If there is no material evidence that your dog ate chocolate, but they are experiencing any of the following signs, take your dog to the vet.

Signs of chocolate poisoning in dogs:

  • Vomiting
  • Diarrhea
  • Tremors
  • Seizures
  • Rapid breathing/panting
  • Weakness
  • Increased heart rate

What to expect when you take your dog to the vet for chocolate poisoning

Once you get your dog to the vet, and as long as it’s only been a few hours (8 hours tops) since they ate chocolate and it’s still in their stomach, your veterinarian will most likely induce vomiting to get the chocolate out of their system. Depending on the severity of the chocolate poisoning, your dog may need observation or supportive care, but in most cases, once the chocolate is removed from the stomach and the dog is in stable condition, they are free to go home.

Any technique for inducing vomiting at home is dangerous to dogs and cats. For instance, hydrogen peroxide causes stomach ulcers that take up to 2 weeks to heal, which can lead to vomiting, dehydration, and lack of appetite. Always consult your veterinarian when your pet consumes something they shouldn’t – don’t try to treat it yourself.
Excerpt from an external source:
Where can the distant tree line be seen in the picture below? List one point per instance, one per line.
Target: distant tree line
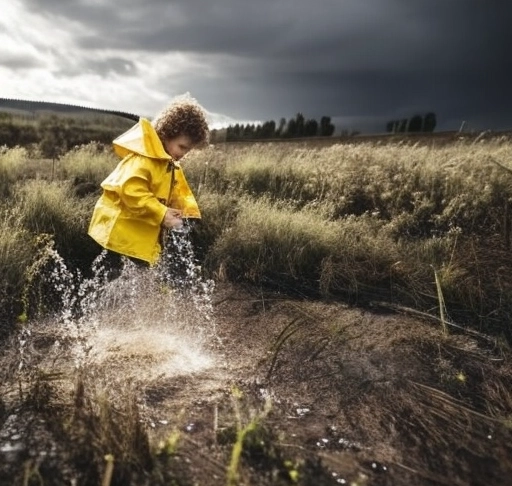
(296, 127)
(416, 124)
(54, 135)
Don’t wait to call your veterinarian and/or bring your dog to the vet if they ate (or you suspect they ate) chocolate. The longer you wait, the more severe their clinical signs may be; once they are experiencing signs like seizures or elevated heart rate, they will need much more advanced medical care to treat the toxicity. Depending on the size of the dog and the amount of chocolate consumed, chocolate toxicity can be fatal, especially if prompt treatment is not pursued.

Avoid an emergency visit to the vet for chocolate toxicity – and the medical bills associated with the visit – by keeping chocolate away from your dog.